Australia: Health and education

State health insurance covers most medical services, and the school system is also ‘free’

Medicare is the publicly funded universal healthcare programme delivered by the Australian  Department of Human Services. Temporary visa holders are not eligible, but are entitled entitled to treatment in the public health system for any urgent health issue.

Medicare is the publicly funded universal healthcare programme delivered by the Australian Department of Human Services. Temporary visa holders are not eligible, but are entitled entitled to treatment in the public health system for any urgent health issue.

 
Health
If you are moving to Australia on a temporary work or study visa, you won’t be covered by Australia’s public health system Medicare. That said, you will be entitled to receive immediate treatment in the public health system for any urgent health issue, as Ireland and Australia have a reciprocal agreement in this area.
 
You will also, however, need to purchase overseas visitors cover. Basic cover costs about A$80 to A$100 (€56 to €69) a month.
 
Medical costs
This insurance will cover or contribute towards other medical costs, including hospital admissions, doctors’ fees and visits to dentists, opticians, physiotherapists and other practitioners. Without it, you could end up thousands of dollars out of pocket for relatively routine medical care. You can compare costs for all private health cover on privatehealth.gov.au  or iselect.com.au.   
 
If you become a permanent resident, you will be entitled to Medicare services in the public system and can buy the same private health insurance policies as any Australian citizen.
 
As in Ireland, waiting periods apply for cover for pre-existing conditions and not all policies cover the full cost of all treatments, so read the fine print carefully.
 
Education
Australian children usually start primary school (foundation class to Year 6) at the age of 5 and then go on to secondary school (Year 7 to 12) at 12 years old, finishing school at 18. See australiancurriculum.edu.au for more information. Most schools have uniforms, which often include hats and are quite jaunty looking to Irish eyes.
 
As in Ireland, most children attend public or state-run schools, with a minority going to private schools.

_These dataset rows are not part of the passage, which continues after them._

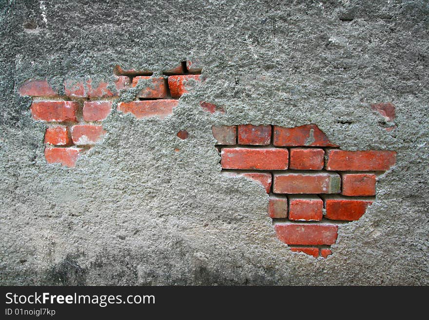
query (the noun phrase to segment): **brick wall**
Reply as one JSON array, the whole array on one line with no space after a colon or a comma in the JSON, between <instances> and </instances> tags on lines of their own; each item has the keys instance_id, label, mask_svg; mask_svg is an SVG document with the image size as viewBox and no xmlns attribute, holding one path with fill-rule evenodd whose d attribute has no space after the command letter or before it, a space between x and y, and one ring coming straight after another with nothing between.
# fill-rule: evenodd
<instances>
[{"instance_id":1,"label":"brick wall","mask_svg":"<svg viewBox=\"0 0 429 320\"><path fill-rule=\"evenodd\" d=\"M332 254L339 226L358 220L375 200L377 176L396 152L345 151L314 124L212 127L222 170L260 183L278 239L293 252Z\"/></svg>"},{"instance_id":2,"label":"brick wall","mask_svg":"<svg viewBox=\"0 0 429 320\"><path fill-rule=\"evenodd\" d=\"M137 92L134 101L119 102L118 111L138 118L163 119L177 106L178 98L200 80L201 72L198 63L190 61L164 70L159 76L154 76L152 71L124 70L117 66L113 83L66 80L64 94L60 95L46 79L30 79L20 86L19 93L32 97L33 119L46 124L46 161L71 168L79 154L102 142L106 132L102 122L122 90L135 88Z\"/></svg>"}]
</instances>

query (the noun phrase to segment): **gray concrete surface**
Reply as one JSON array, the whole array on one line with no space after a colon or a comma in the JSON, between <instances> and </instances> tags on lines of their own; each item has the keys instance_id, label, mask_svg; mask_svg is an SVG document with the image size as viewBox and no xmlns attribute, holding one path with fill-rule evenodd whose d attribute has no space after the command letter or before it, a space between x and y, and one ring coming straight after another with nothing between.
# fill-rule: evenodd
<instances>
[{"instance_id":1,"label":"gray concrete surface","mask_svg":"<svg viewBox=\"0 0 429 320\"><path fill-rule=\"evenodd\" d=\"M429 284L428 14L423 0L1 1L0 284ZM171 116L114 111L76 168L46 163L25 80L63 90L184 60L207 79ZM261 186L220 173L211 126L248 123L397 151L326 260L276 239Z\"/></svg>"}]
</instances>

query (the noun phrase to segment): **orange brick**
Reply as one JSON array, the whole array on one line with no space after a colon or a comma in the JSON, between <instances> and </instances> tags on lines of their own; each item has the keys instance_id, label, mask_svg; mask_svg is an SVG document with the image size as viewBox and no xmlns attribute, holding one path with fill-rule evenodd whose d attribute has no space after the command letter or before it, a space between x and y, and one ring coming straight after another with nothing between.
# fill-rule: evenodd
<instances>
[{"instance_id":1,"label":"orange brick","mask_svg":"<svg viewBox=\"0 0 429 320\"><path fill-rule=\"evenodd\" d=\"M285 170L288 158L286 149L224 148L220 163L224 169Z\"/></svg>"},{"instance_id":2,"label":"orange brick","mask_svg":"<svg viewBox=\"0 0 429 320\"><path fill-rule=\"evenodd\" d=\"M295 170L321 170L325 151L323 149L293 148L290 149L289 169Z\"/></svg>"},{"instance_id":3,"label":"orange brick","mask_svg":"<svg viewBox=\"0 0 429 320\"><path fill-rule=\"evenodd\" d=\"M55 146L69 146L72 140L68 128L64 126L55 126L46 129L44 143Z\"/></svg>"},{"instance_id":4,"label":"orange brick","mask_svg":"<svg viewBox=\"0 0 429 320\"><path fill-rule=\"evenodd\" d=\"M323 201L316 196L288 197L290 220L318 221L323 216Z\"/></svg>"},{"instance_id":5,"label":"orange brick","mask_svg":"<svg viewBox=\"0 0 429 320\"><path fill-rule=\"evenodd\" d=\"M136 87L139 81L147 86L143 88L137 94L137 96L138 97L163 98L167 96L167 86L163 77L135 76L133 78L133 87Z\"/></svg>"},{"instance_id":6,"label":"orange brick","mask_svg":"<svg viewBox=\"0 0 429 320\"><path fill-rule=\"evenodd\" d=\"M375 174L365 173L344 173L341 175L342 191L347 196L375 195Z\"/></svg>"}]
</instances>

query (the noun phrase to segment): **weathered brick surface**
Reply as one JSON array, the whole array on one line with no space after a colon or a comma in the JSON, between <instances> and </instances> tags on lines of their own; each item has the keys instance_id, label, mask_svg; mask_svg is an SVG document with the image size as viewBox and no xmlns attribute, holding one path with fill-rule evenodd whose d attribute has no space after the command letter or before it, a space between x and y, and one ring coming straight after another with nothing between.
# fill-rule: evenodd
<instances>
[{"instance_id":1,"label":"weathered brick surface","mask_svg":"<svg viewBox=\"0 0 429 320\"><path fill-rule=\"evenodd\" d=\"M324 258L326 258L328 256L332 254L332 251L331 249L322 249L320 250L320 255Z\"/></svg>"},{"instance_id":2,"label":"weathered brick surface","mask_svg":"<svg viewBox=\"0 0 429 320\"><path fill-rule=\"evenodd\" d=\"M377 177L369 173L341 174L341 193L347 196L375 195Z\"/></svg>"},{"instance_id":3,"label":"weathered brick surface","mask_svg":"<svg viewBox=\"0 0 429 320\"><path fill-rule=\"evenodd\" d=\"M68 128L64 126L54 126L46 129L44 143L54 146L69 146L72 143Z\"/></svg>"},{"instance_id":4,"label":"weathered brick surface","mask_svg":"<svg viewBox=\"0 0 429 320\"><path fill-rule=\"evenodd\" d=\"M386 171L394 165L394 151L329 150L326 169L335 171Z\"/></svg>"},{"instance_id":5,"label":"weathered brick surface","mask_svg":"<svg viewBox=\"0 0 429 320\"><path fill-rule=\"evenodd\" d=\"M83 120L100 121L104 120L112 111L112 101L85 101L83 103Z\"/></svg>"},{"instance_id":6,"label":"weathered brick surface","mask_svg":"<svg viewBox=\"0 0 429 320\"><path fill-rule=\"evenodd\" d=\"M277 223L274 230L280 240L288 245L333 245L337 226L327 224Z\"/></svg>"},{"instance_id":7,"label":"weathered brick surface","mask_svg":"<svg viewBox=\"0 0 429 320\"><path fill-rule=\"evenodd\" d=\"M271 141L271 126L238 126L238 144L265 146Z\"/></svg>"},{"instance_id":8,"label":"weathered brick surface","mask_svg":"<svg viewBox=\"0 0 429 320\"><path fill-rule=\"evenodd\" d=\"M119 102L117 110L124 113L132 113L137 118L156 116L163 119L173 112L179 104L177 100L148 100Z\"/></svg>"},{"instance_id":9,"label":"weathered brick surface","mask_svg":"<svg viewBox=\"0 0 429 320\"><path fill-rule=\"evenodd\" d=\"M274 126L273 142L278 147L337 147L315 124L295 128Z\"/></svg>"},{"instance_id":10,"label":"weathered brick surface","mask_svg":"<svg viewBox=\"0 0 429 320\"><path fill-rule=\"evenodd\" d=\"M372 203L372 201L370 200L327 199L325 217L332 220L358 220Z\"/></svg>"},{"instance_id":11,"label":"weathered brick surface","mask_svg":"<svg viewBox=\"0 0 429 320\"><path fill-rule=\"evenodd\" d=\"M271 173L265 173L263 172L246 172L242 173L246 178L252 179L260 183L265 188L267 193L270 192L271 188Z\"/></svg>"},{"instance_id":12,"label":"weathered brick surface","mask_svg":"<svg viewBox=\"0 0 429 320\"><path fill-rule=\"evenodd\" d=\"M52 87L45 80L30 79L24 82L19 89L21 95L54 97L58 95Z\"/></svg>"},{"instance_id":13,"label":"weathered brick surface","mask_svg":"<svg viewBox=\"0 0 429 320\"><path fill-rule=\"evenodd\" d=\"M236 126L213 126L212 133L216 145L232 145L237 143Z\"/></svg>"},{"instance_id":14,"label":"weathered brick surface","mask_svg":"<svg viewBox=\"0 0 429 320\"><path fill-rule=\"evenodd\" d=\"M99 143L105 133L102 126L92 125L73 126L71 132L72 140L78 146Z\"/></svg>"},{"instance_id":15,"label":"weathered brick surface","mask_svg":"<svg viewBox=\"0 0 429 320\"><path fill-rule=\"evenodd\" d=\"M341 178L338 173L274 173L274 193L337 193L341 190Z\"/></svg>"},{"instance_id":16,"label":"weathered brick surface","mask_svg":"<svg viewBox=\"0 0 429 320\"><path fill-rule=\"evenodd\" d=\"M318 221L323 214L323 201L316 196L289 196L290 220Z\"/></svg>"},{"instance_id":17,"label":"weathered brick surface","mask_svg":"<svg viewBox=\"0 0 429 320\"><path fill-rule=\"evenodd\" d=\"M272 219L286 218L288 216L288 199L270 196L268 216Z\"/></svg>"},{"instance_id":18,"label":"weathered brick surface","mask_svg":"<svg viewBox=\"0 0 429 320\"><path fill-rule=\"evenodd\" d=\"M188 92L191 84L199 81L199 75L171 75L168 77L170 93L173 98L180 98L183 94Z\"/></svg>"},{"instance_id":19,"label":"weathered brick surface","mask_svg":"<svg viewBox=\"0 0 429 320\"><path fill-rule=\"evenodd\" d=\"M139 82L147 86L137 94L138 97L164 98L167 96L167 85L164 77L136 76L133 78L133 87L136 87Z\"/></svg>"},{"instance_id":20,"label":"weathered brick surface","mask_svg":"<svg viewBox=\"0 0 429 320\"><path fill-rule=\"evenodd\" d=\"M30 108L33 118L45 121L77 122L79 104L73 101L33 101Z\"/></svg>"},{"instance_id":21,"label":"weathered brick surface","mask_svg":"<svg viewBox=\"0 0 429 320\"><path fill-rule=\"evenodd\" d=\"M60 163L69 168L75 167L79 156L79 149L73 148L45 148L45 158L48 163Z\"/></svg>"},{"instance_id":22,"label":"weathered brick surface","mask_svg":"<svg viewBox=\"0 0 429 320\"><path fill-rule=\"evenodd\" d=\"M319 248L313 247L292 247L291 248L291 251L293 252L304 252L307 254L312 256L314 258L319 256Z\"/></svg>"},{"instance_id":23,"label":"weathered brick surface","mask_svg":"<svg viewBox=\"0 0 429 320\"><path fill-rule=\"evenodd\" d=\"M382 115L387 121L395 119L395 106L390 102L374 103L371 105L371 108Z\"/></svg>"},{"instance_id":24,"label":"weathered brick surface","mask_svg":"<svg viewBox=\"0 0 429 320\"><path fill-rule=\"evenodd\" d=\"M224 169L284 170L288 168L288 162L286 149L224 148L220 163Z\"/></svg>"},{"instance_id":25,"label":"weathered brick surface","mask_svg":"<svg viewBox=\"0 0 429 320\"><path fill-rule=\"evenodd\" d=\"M185 139L188 139L188 137L189 136L189 133L186 130L180 130L177 132L177 137L182 140L185 140Z\"/></svg>"},{"instance_id":26,"label":"weathered brick surface","mask_svg":"<svg viewBox=\"0 0 429 320\"><path fill-rule=\"evenodd\" d=\"M292 148L290 149L289 169L296 170L321 170L325 151L323 149Z\"/></svg>"}]
</instances>

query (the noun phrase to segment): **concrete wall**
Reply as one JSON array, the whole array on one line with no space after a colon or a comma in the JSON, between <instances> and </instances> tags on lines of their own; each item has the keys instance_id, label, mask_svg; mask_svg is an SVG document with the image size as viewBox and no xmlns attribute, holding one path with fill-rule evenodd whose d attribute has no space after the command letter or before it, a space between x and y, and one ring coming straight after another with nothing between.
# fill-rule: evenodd
<instances>
[{"instance_id":1,"label":"concrete wall","mask_svg":"<svg viewBox=\"0 0 429 320\"><path fill-rule=\"evenodd\" d=\"M428 284L427 1L106 2L2 3L1 284ZM117 111L125 91L102 143L74 168L47 163L24 81L64 94L65 80L114 81L117 65L186 60L206 80L171 115ZM212 126L247 123L313 123L344 150L397 152L327 259L292 252L263 188L221 174Z\"/></svg>"}]
</instances>

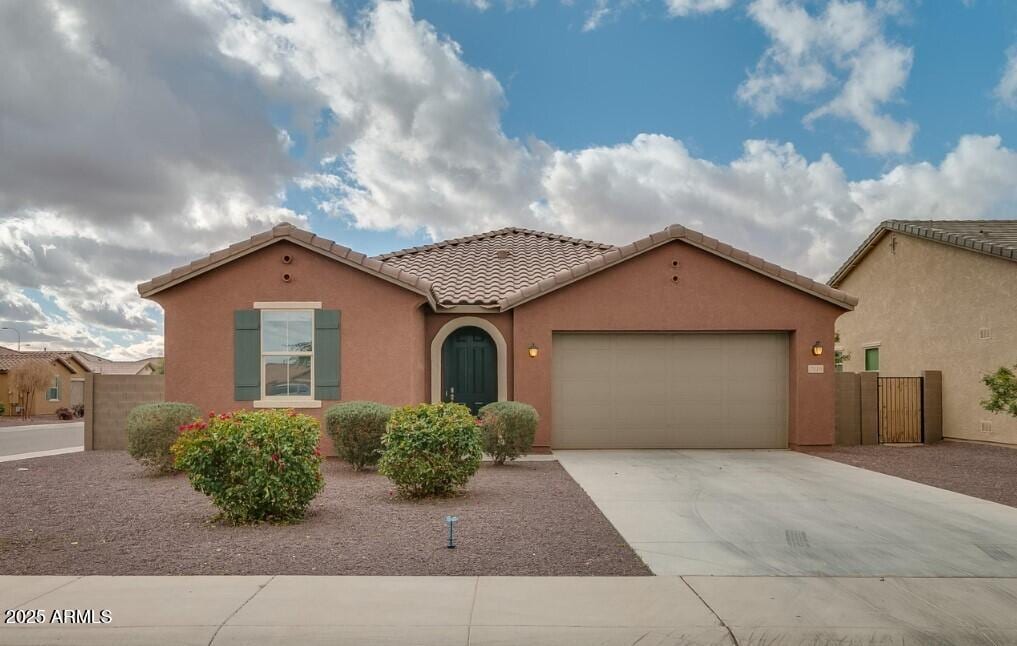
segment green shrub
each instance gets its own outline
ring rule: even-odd
[[[385,434],[378,472],[401,495],[450,495],[480,468],[480,429],[462,404],[420,404],[396,409]]]
[[[239,410],[181,428],[176,467],[234,523],[293,521],[324,486],[313,417]]]
[[[377,464],[381,435],[392,416],[392,406],[375,402],[344,402],[324,414],[324,426],[339,457],[357,471]]]
[[[173,471],[170,447],[177,441],[181,424],[201,416],[197,406],[177,402],[141,404],[127,415],[127,453],[144,466]]]
[[[480,431],[484,453],[494,464],[504,464],[530,453],[540,417],[537,410],[522,402],[492,402],[480,409]]]

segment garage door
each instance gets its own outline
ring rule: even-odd
[[[787,335],[556,334],[556,449],[787,447]]]

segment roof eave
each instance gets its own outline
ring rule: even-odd
[[[855,296],[843,293],[833,287],[828,287],[807,277],[785,270],[771,262],[767,262],[763,258],[754,256],[745,251],[741,251],[740,249],[735,249],[728,244],[720,242],[715,238],[705,236],[698,231],[686,229],[680,225],[671,225],[663,231],[653,233],[646,238],[642,238],[631,244],[608,249],[594,260],[589,260],[569,270],[563,270],[555,274],[553,277],[545,279],[536,285],[530,285],[508,294],[498,301],[499,310],[507,311],[519,307],[520,305],[550,294],[551,292],[557,291],[567,285],[572,285],[573,283],[581,281],[589,276],[599,274],[604,270],[642,255],[647,251],[669,242],[683,242],[690,246],[697,247],[751,270],[761,276],[787,285],[788,287],[804,292],[821,300],[825,300],[847,311],[854,309],[854,306],[858,303],[858,299]],[[774,268],[774,271],[767,271],[765,269],[766,267],[772,267]],[[824,293],[827,290],[836,293]]]
[[[303,238],[307,239],[302,239],[301,237],[292,235],[291,233],[289,233],[290,231],[299,232],[303,234],[302,236]],[[219,269],[224,265],[228,265],[241,257],[254,253],[255,251],[259,251],[268,246],[272,246],[273,244],[276,244],[278,242],[286,241],[304,247],[316,253],[320,253],[321,255],[324,255],[325,257],[336,260],[341,265],[345,265],[346,267],[358,270],[360,272],[364,272],[369,276],[379,278],[387,283],[396,285],[397,287],[401,287],[403,289],[407,289],[409,291],[420,294],[421,296],[427,299],[427,302],[431,305],[432,308],[437,309],[437,302],[434,298],[433,288],[429,281],[414,276],[409,272],[406,272],[405,270],[401,270],[391,266],[385,266],[384,262],[375,260],[373,258],[369,258],[362,253],[359,253],[348,247],[344,247],[340,244],[337,244],[332,240],[326,240],[324,238],[315,236],[309,232],[301,231],[300,229],[297,229],[295,227],[288,227],[285,229],[280,229],[279,227],[277,227],[272,231],[253,236],[252,238],[249,239],[249,241],[251,241],[252,244],[244,248],[237,249],[232,253],[228,252],[229,248],[220,249],[219,251],[215,251],[212,254],[205,256],[204,258],[200,258],[198,260],[195,260],[194,262],[191,262],[191,265],[186,266],[185,268],[178,268],[176,270],[173,270],[169,274],[164,275],[163,277],[157,277],[151,281],[141,283],[140,285],[137,286],[137,292],[142,298],[152,298],[153,296],[159,294],[160,292],[164,292],[172,287],[176,287],[181,283],[189,281],[193,278],[197,278],[198,276],[206,274],[213,270]],[[315,242],[317,242],[317,244],[315,244]],[[339,251],[334,250],[337,247],[339,248]],[[349,259],[350,255],[361,258],[363,261],[372,260],[378,267],[377,269],[368,268],[361,262]],[[187,271],[187,268],[193,268],[193,269]],[[174,273],[176,273],[177,276],[173,276]],[[168,278],[168,280],[161,281],[160,279],[164,277]]]

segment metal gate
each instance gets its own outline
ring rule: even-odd
[[[921,417],[920,376],[881,376],[880,444],[920,443],[924,436]]]

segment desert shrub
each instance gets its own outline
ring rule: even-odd
[[[177,441],[177,429],[200,416],[201,411],[191,404],[162,402],[135,406],[127,414],[127,453],[151,469],[173,471],[170,447]]]
[[[313,417],[239,410],[187,424],[172,447],[176,467],[233,523],[303,517],[324,486]]]
[[[491,402],[480,409],[480,431],[484,453],[494,464],[504,464],[530,453],[540,417],[537,410],[522,402]]]
[[[381,437],[378,472],[401,495],[450,495],[480,468],[480,429],[462,404],[420,404],[396,409]]]
[[[344,402],[330,408],[324,414],[325,430],[339,457],[357,471],[377,464],[392,411],[392,406],[375,402]]]

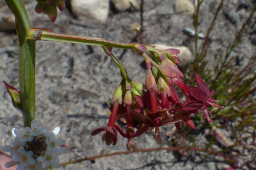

Most public schools are open, meaning they take any child in their catchment area, but some (called “selective schools”) require prospective students to sit entrance exams. These schools are seen as more prestigious but are not open to temporary resident visa holders.
 
Be warned: although state schools are technically free, some states charge a fixed tuition fee to temporary visa holders, which can be A$4,000 a year or more for each child. Even if the fee does not apply, parents will be expected to make “voluntary” contributions of anything from A$50 to A$1,000 a year. Private school fees cost from A$20,000 a year and are usually up to 50 per cent higher for non-residents.
 
The third-level system has a similar structure to Ireland’s, with qualifications ranging from certificates and diplomas to undergraduate and postgraduate degrees. Unless your college-age children are Australian permanent residents, however, the fees will range from A$9,000 to A$16,000 a year for an undergraduate degree, depending on the type of course. See studyassist.gov.au for information on fees, subsidies and student loans.